One minor complication, is "the oldest man in the world" a name or a description? It reads to me like a description. In that case the question becomes whether descriptions can be rigid designators.
Kripke, in arguing against the descriptive theory of names in Naming and Necessity held that descriptions couldn't rigidly designate. That was one of his objections to descriptivism. If all names are hidden descriptions, and descriptions aren't rigid (i.e., don't refer to the same individual at all possible worlds) then we will have to give up on the necessity of identity, for instance. Even though Aristotle was the teacher of Alexander the Great, someone else could have taught him and so there is a world where "the teacher of Alexander the Great" doesn't refer to Aristotle.
On the other hand, you could hold that there is a way of rigidifying descriptions, or that certain kinds of descriptions are rigid. One thing I've always thought a bit odd given Kripke's views on the essentiality of origins: why wouldn't "the person born to such and such on such and such a date" be a rigid description? If descriptions can be rigid, then you can use the description to refer unambiguously to the same individual, without the reference switching to the next oldest man upon his death.
Although it seems to be (or at least was around the time of Naming and Necessity, I haven't followed the contemporary literature here) a matter of controversy among philosophers as to whether descriptions can rigidly designate, many linguists I've talked to take it as a given. I'm not quite sure the import of this, but I've been told that there is plenty of linguistic evidence that we do use descriptions rigidly (like in your newspaper headline).
TL;DR If the description is rigid, then the oldest man in the world can die. If the description is not rigid, then the referent of the description will change once the current oldest man in the world dies.
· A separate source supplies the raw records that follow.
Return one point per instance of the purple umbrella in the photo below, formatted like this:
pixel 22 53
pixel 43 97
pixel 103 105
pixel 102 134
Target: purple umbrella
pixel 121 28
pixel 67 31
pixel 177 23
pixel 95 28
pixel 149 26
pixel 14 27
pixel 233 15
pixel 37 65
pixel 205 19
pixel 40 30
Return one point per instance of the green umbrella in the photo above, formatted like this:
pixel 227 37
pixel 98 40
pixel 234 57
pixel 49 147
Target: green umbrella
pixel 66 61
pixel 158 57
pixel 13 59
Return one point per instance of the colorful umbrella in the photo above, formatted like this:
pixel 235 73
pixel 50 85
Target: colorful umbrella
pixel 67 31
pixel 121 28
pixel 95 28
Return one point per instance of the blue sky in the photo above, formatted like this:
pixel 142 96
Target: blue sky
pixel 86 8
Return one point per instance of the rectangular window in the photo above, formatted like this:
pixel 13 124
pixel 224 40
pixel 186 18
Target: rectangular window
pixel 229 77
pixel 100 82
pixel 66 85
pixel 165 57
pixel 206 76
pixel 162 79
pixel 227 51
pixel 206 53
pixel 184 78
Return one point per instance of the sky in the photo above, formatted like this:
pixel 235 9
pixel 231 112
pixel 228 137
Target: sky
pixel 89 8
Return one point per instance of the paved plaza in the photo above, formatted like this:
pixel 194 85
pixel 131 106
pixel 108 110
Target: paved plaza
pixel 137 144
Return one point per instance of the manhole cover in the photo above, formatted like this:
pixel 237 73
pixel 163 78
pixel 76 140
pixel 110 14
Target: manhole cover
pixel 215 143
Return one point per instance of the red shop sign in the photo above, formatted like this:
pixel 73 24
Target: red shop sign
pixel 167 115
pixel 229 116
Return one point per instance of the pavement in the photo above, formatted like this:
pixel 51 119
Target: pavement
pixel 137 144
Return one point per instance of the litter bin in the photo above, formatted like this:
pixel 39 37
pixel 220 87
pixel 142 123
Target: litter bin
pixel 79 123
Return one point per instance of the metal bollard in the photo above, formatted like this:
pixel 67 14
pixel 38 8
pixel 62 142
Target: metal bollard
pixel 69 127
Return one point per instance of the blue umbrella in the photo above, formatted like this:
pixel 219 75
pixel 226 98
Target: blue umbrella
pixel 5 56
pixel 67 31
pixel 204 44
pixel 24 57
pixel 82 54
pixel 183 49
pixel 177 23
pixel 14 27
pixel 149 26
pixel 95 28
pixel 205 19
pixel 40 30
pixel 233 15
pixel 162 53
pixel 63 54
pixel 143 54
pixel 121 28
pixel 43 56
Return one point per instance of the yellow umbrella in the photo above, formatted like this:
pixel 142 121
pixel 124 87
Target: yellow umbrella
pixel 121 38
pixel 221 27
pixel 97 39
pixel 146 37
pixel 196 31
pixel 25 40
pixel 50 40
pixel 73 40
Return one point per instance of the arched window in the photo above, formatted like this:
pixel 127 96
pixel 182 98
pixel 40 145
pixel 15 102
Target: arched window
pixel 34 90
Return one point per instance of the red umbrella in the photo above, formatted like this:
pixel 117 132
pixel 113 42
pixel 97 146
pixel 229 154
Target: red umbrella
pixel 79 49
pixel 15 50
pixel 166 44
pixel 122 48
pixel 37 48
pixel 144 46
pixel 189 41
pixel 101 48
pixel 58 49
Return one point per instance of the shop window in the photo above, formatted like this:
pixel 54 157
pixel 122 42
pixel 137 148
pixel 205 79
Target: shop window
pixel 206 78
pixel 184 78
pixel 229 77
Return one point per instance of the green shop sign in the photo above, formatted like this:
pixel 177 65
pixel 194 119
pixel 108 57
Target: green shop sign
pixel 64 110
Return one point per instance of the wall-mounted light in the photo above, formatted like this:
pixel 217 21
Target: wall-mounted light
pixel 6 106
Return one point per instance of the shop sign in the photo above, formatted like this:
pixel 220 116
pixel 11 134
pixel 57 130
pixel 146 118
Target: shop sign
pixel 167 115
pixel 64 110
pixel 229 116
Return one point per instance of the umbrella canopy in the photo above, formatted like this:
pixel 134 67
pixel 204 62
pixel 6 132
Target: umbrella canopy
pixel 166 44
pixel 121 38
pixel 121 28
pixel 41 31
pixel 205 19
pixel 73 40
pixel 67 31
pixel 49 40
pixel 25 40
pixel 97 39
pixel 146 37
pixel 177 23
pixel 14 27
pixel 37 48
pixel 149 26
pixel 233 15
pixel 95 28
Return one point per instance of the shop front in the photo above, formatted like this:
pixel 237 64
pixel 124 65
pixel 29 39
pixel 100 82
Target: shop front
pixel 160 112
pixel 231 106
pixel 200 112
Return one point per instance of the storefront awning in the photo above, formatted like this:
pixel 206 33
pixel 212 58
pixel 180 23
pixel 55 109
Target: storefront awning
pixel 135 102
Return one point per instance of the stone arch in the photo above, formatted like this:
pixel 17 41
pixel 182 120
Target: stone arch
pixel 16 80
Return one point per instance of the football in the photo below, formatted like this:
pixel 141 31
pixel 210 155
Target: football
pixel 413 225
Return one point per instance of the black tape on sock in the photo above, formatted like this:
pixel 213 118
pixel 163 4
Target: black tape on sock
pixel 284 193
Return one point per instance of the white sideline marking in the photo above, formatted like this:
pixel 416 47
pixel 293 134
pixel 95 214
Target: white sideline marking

So, in a sense, although the person who once satisfied the description will have died, "the oldest man in the world" cannot die.
"Description and Identification": in this article Bernard Harrison claims that the descriptivist theory of names can accommodate rigidity, precisely because some descriptions are rigid designators.
This paper is a response to Harrison and argues that the descriptions Harrison claims are rigid, are in fact not.
In sum, I see this not so much as a question of descriptive vs. causal theories of names, but the (admittedly very closely related) question of the rigidity of descriptions.